Introduction

Among the ~150 kinds of RNA modifications identified in cellular RNA1, N6-methyladenosine (m6A) is the most abundant one and is catalyzed by N6-adenosyl methyltransferases including METTL3, METTL14 and WTAP2. Since it was discovered in 1970s, m6A has been found from bacteria to Homo sapiens1. Recent studies have suggested that m6A joined a series of molecular processes such as protein translation and localization3, and even contributed to obesity4, brain development abnormalities and other diseases5. As indicated in a recent study6, m6A is non-randomly distributed in the genome. Thus, the knowledge about the positions of m6A site is important for understanding its biological functions.

Attribute to the high-throughput experimental techniques, the genome-wide distribution of m6A are now available for several species, such as Saccharomyces cerevisiae6, Arabidopsis thaliana7, Mus musculus8 and Homo sapiens8. Recently, Jaffrey and his colleagues provided the single-nucleotide resolution map of the m6A sites across human transcriptome by using the miCLIP technique9. However, the resolution of m6A sites for other species is not fully satisfactory, i.e. they couldn’t pick out the modified adenosine residue sites. Moreover, wet experiments are laborious in performing genome-wide m6A sites detections. So it is essential and necessary to employ novel computational approaches for detecting m6A sites. In silico approaches would also do the detection in genome-wide scale and could help to save the wet experiments cost.

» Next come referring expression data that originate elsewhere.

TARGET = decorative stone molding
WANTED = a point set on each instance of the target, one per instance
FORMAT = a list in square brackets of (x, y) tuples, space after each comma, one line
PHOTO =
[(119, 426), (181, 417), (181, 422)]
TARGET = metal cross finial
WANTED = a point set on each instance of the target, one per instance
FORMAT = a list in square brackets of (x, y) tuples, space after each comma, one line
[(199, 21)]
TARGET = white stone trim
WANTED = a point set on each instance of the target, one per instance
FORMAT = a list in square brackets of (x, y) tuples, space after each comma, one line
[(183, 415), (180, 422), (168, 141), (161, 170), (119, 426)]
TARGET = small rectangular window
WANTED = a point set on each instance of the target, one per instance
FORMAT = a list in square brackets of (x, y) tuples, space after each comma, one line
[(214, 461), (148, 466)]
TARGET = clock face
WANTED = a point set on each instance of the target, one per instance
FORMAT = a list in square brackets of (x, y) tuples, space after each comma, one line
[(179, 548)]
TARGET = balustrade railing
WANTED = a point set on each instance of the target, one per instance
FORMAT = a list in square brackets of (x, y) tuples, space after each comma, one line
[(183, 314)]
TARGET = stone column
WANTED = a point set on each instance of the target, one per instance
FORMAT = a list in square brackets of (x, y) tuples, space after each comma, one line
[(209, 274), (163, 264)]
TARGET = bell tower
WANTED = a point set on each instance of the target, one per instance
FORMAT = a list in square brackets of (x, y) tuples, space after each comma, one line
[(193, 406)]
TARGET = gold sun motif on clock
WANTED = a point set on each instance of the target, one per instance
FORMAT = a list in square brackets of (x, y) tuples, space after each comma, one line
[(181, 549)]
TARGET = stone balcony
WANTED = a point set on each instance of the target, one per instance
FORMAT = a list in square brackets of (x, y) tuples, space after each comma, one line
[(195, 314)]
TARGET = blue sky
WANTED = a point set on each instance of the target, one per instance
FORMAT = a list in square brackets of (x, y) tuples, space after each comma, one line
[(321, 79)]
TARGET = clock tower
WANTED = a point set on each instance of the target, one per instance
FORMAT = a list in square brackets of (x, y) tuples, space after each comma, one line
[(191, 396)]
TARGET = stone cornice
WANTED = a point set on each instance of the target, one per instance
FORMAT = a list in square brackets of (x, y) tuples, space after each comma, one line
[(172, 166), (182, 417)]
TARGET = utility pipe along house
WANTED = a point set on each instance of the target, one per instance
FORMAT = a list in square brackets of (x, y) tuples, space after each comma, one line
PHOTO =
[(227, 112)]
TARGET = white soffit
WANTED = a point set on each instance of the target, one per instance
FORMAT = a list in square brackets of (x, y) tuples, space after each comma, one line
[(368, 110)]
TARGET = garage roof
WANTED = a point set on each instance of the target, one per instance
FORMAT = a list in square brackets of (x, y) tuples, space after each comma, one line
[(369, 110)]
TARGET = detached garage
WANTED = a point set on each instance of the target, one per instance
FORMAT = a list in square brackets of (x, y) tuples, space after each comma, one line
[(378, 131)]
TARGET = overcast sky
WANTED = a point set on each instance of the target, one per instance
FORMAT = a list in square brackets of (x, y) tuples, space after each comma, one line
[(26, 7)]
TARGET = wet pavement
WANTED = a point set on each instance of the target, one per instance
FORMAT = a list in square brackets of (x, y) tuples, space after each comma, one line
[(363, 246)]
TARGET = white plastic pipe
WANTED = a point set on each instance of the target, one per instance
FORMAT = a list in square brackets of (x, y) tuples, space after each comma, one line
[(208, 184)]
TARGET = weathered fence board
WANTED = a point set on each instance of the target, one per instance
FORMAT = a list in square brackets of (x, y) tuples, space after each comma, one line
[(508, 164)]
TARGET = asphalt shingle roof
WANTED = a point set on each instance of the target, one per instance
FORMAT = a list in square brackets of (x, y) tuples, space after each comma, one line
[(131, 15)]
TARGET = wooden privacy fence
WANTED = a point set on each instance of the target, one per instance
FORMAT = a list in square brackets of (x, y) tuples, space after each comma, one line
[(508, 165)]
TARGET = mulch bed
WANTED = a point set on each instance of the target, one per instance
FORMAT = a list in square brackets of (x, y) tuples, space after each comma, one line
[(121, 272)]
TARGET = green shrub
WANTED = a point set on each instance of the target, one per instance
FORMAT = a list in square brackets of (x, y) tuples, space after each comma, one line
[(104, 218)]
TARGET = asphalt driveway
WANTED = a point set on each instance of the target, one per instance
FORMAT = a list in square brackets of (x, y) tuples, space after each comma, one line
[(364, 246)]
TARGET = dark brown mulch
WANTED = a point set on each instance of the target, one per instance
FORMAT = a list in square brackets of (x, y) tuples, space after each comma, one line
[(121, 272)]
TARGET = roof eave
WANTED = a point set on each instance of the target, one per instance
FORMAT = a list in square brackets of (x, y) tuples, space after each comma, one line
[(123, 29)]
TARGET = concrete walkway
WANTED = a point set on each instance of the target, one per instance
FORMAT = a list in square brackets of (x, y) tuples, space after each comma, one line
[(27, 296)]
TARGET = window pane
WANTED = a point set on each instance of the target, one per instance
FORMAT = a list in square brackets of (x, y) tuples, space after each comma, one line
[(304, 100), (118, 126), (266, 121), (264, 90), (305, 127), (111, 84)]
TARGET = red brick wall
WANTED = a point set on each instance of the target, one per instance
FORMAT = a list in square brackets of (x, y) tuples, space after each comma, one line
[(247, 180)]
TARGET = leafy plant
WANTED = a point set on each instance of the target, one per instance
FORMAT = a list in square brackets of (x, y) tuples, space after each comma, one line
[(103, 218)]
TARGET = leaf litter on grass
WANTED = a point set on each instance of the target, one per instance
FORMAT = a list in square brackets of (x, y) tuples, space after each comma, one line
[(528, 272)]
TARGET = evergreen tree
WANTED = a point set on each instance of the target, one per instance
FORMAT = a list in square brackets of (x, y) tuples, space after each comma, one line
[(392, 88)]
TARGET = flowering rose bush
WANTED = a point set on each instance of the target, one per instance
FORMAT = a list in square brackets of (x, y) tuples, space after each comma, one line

The high-resolution experimental data provided unprecedented opportunities and made it feasible to develop computational methods for accurately predicting m6A sites. Depending on these data, various computational methods have been proposed to identify m6A sites. By encoding RNA sequence using nucleotide chemical property and pseudo nucleotide composition, Chen et al. have proposed two yeast-specific m6A site prediction webservers10,11. Inspired by Chen et al.’s works10,11, Zhou and his co-workers also proposed a mammalian m6A site predictor named SRAMP12. Subsequently, a webserver called MethyRNA was proposed to identify m6A sites in H. sapiens and M. musculus13. Although the performances of existing methods are satisfactory for identifying m6A site in mammalian transcriptomes13, they fails to accurately identify m6A site in yeast12. This may be due to the fact that the information around the yeast m6A site has not been fully characterized12. More recently, Zhang et al. improved the performance of identifying m6A site in yeast by introducing the heuristic nucleotide physical-chemical property selection algorithm14. However, the performance for identifying m6A site in yeast transcriptome is still not satisfactory and should be improved further.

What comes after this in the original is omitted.